The good news is that most construction projects in Miami are making headway and moving forward as planned, to the extent that the work can be completed in a safe manner. Construction firms are following strict guidelines to ensure social distancing inside job sites.

We expect to see delays in lease negotiations and leases that have not been executed. The permitting and approval process required for tenant interior buildouts will also take longer, and projects currently undergoing inspections may lag as there are new restrictions that will limit on-site inspections. In addition, the plan approval process will be extended by cities prohibiting the “walk-through” of plans. A process that provides for a quicker review of buildout plans.

 

Many retail tenants have shut their businesses. How are you counseling regarding landlords and rent concessions?

Communication is key. There is no one-size-fits-all strategy to resolve these issues. Every landlord has a unique relationship with their tenants and the parties must openly communicate to arrive at a sustainable solution that can work for both sides.

Local retailers and restaurateurs are integral to the fabric of our community and, unfortunately, they are the ones being most affected. In the spirit of working through a difficult time, all sides must be honest and transparent. Often, landlords are not privy to tenant sales figures, which is the main indicator of how a business has been performing. It will be important for tenants and landlords to look at the sales trends prior to the crisis to strategize towards a successful resolution.

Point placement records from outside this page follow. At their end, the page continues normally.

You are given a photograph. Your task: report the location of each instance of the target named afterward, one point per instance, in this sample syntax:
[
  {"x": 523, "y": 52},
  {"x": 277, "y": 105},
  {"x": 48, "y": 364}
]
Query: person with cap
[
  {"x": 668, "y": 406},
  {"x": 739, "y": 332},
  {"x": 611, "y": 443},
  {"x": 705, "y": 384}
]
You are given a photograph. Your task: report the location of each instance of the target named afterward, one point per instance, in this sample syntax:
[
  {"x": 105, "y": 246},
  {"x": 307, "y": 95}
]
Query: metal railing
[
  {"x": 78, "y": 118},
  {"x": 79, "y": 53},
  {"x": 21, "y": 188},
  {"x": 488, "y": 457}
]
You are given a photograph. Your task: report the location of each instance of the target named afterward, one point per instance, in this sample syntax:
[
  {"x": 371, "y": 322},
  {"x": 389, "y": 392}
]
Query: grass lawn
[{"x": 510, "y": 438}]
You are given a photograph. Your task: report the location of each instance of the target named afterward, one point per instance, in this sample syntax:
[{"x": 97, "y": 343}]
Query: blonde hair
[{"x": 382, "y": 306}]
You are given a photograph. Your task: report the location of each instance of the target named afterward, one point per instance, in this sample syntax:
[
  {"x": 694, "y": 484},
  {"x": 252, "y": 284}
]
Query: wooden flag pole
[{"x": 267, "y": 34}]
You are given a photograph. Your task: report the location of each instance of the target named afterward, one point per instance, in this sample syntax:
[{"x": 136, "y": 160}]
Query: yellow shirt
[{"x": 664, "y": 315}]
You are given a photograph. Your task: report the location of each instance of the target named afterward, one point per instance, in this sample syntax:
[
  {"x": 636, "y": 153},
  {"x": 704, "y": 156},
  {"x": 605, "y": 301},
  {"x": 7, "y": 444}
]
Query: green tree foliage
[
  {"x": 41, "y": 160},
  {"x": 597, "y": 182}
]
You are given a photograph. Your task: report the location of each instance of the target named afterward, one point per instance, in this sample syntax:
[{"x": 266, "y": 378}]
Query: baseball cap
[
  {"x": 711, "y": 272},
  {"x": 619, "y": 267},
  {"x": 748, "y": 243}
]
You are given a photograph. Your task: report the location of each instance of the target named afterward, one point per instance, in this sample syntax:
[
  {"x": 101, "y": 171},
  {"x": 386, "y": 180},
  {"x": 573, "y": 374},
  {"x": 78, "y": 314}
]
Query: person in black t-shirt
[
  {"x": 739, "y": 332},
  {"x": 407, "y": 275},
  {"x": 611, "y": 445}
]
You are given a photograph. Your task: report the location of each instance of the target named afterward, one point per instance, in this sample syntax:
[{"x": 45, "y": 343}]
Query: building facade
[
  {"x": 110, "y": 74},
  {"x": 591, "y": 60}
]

Access to information can help guide landlords when evaluating potential rent concessions for their tenants. Solutions may include rent abatement, deferrals or other payment structures that allow both the tenant and landlord to navigate this hardship and remain open for business.

 

Do you anticipate that this outbreak will have a long-term, lasting impact on the way real estate projects are planned and designed?

Prior to COVID-19, retail was already going through a major transition, becoming more experiential and interactive. This will only become further pronounced as we emerge from this pandemic. At the same time, people are becoming even more accustomed to ordering goods online – since they have no other option at this time – and this could have a ripple effect on select brick-and-mortar businesses. Retailers will need to continue to improve their business’s online capabilities.

Miami is a unique “city of villages”, a series of walkable destinations such as The Miami Design District, Wynwood, Miami Beach, Brickell, Coconut Grove, Downtown Miami and South Miami. Connectivity, walkability, and revitalization will continue to fuel our local real estate economy. As human beings, we are social creatures who thrive on congregating and being a part of something greater than ourselves. Experiential retail will perfectly align with the pent-up demand people will have to enjoy experiences from dining and shopping to family entertainment once these stay-at-home measures are lifted.

There is no city as resilient as Miami. We’ve endured natural disasters with devastating hurricanes, deadly diseases with Zika and H1N1, and now the novel coronavirus – but with each setback we’ve come back stronger and have continued to thrive. This is a serious crisis that we will overcome. By supporting one another and working together, we will once again come out on top.